Nel quinto natale di crisi nei palazzi romani c’è un’aria da monastero. Dal bilancio della Camera sono stati tagliati 150 milioni di euro in tre anni (il 5% su una spesa di 1 miliardo di euro all’anno), mentre il segretario generale della presidenza del consiglio dei ministri Roberto Garofoli ha firmato una circolare in cui si chiede ai dipendenti di palazzo Chigi di rifiutare regali costosi «per il rigore imposto dalla delicatezza e difficoltà del momento». Il bilancio di previsione 2014 della Camera, approvato ieri dall’ufficio di presidenza su proposta del Collegio dei Questori, contiene tagli aggiuntivi ai 32,7 milioni di euro già tagliati rispetto al 2012. Il prossimo anno le spese diminuiranno di 17,4 milioni e così fino al 2016 (50 milioni in meno).

«La Camera – ha detto la presidente Laura Boldrini – prosegue nella linea dei risparmi e della sobrietà. Misura dopo misura dobbiamo continuare a dare risposte rispettose del malessere sociale». A marzo 2014 sono state annunciate ulteriori misure, visto anche che il taglio annunciato ieri sarebbe inferiore di circa 17 milioni rispetto a quanto previsto nel bilancio di previsione del 2012.

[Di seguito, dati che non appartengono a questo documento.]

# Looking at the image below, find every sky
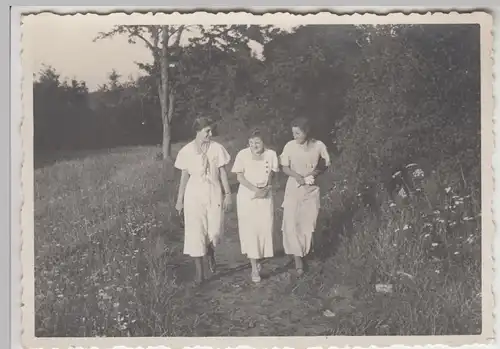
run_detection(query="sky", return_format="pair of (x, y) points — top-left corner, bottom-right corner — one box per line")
(26, 14), (287, 91)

Secondo il rapporto finale del Centro Studi di Confindustria i 945 parlamentari italiani sono i più pagati d’Europa. Nel 2012 il loro stipendio era pari a 4,7 volte il Pil pro-capite contro l’1,8% del Regno Unito. Contando i rimborsi spese, i contributi ai gruppi parlamentari, i rimborsi elettorali e le spese di trasporto il rapporto sale a 9,8 per gli italiani e al 6,6 per gli inglesi. Viale dell’Astronomia detta la ricetta: ridurre del 30% l’indennità dei parlamentari e poi ridimensionarne il numero. Duecento? Trecento parlamentari in meno? Gli industriali non lo dicono. In compenso suggeriscono di riformare le pensioni di deputati e senatori, abolire i contributi ai gruppi parlamentari, i rimborsi elettorali, le spese di trasporto, anche se gli industriali suggeriscono di mantenere la diaria o introdurre in alternativa un tetto massimo alle spese rimborsabili. Così facendo il risparmio sarebbe pari a un miliardo di euro. E questo per il parlamento. Perché, continua Confindustria, se si volessero tagliare i costi della politica a tutti i livelli, allora i risparmi arriverebbero a 22 miliardi di euro. Come si ottiene questa cifra? Tagliando la spesa in comuni e regioni, dando per abolite le province, cancellando 7700 società partecipate dalla pubblica amministrazione. Non è chiaro dove e come questi soldi dovrebbero essere reinvestiti, se alle imprese o ai lavoratori. Oppure nel fondo per il taglio al cuneo fiscale «svuotato» nella legge di stabilità. Resterà un rebus in un’economia a crescita zero ( o poco più). In questo dibattito è del tutto esclusa, ad esempio, la possibilità di una patrimoniale sul 10% più ricco di italiani (4 milioni di persone) che oggi possiede il 34% del reddito nazionale. Potrebbe essere una strada più veloce, ed equa, per reperire risorse rispetto ai tagli fin qui prospettati. Ieri c’è stata una nuova retromarcia sul recesso dai contratti di affitto dei «palazzi del potere» entro il 31 dicembre 2014, con preavviso di trenta giorni. Si tratta degli uffici affittati dai Comuni, dalle Regioni e Stato. L’emendamento del parlamentare 5 Stelle Riccardo Fraccaro era stato cancellato al Senato da un emendamento Pd contenuto nel «decreto Salva Roma», ma è stato ripristinato. I 5 Stelle non perdono tempo e attaccano il partito di Renzi: «Prima vota a favore delle slot machine e poi se ne pentono. Ora tocca ai costi della politica».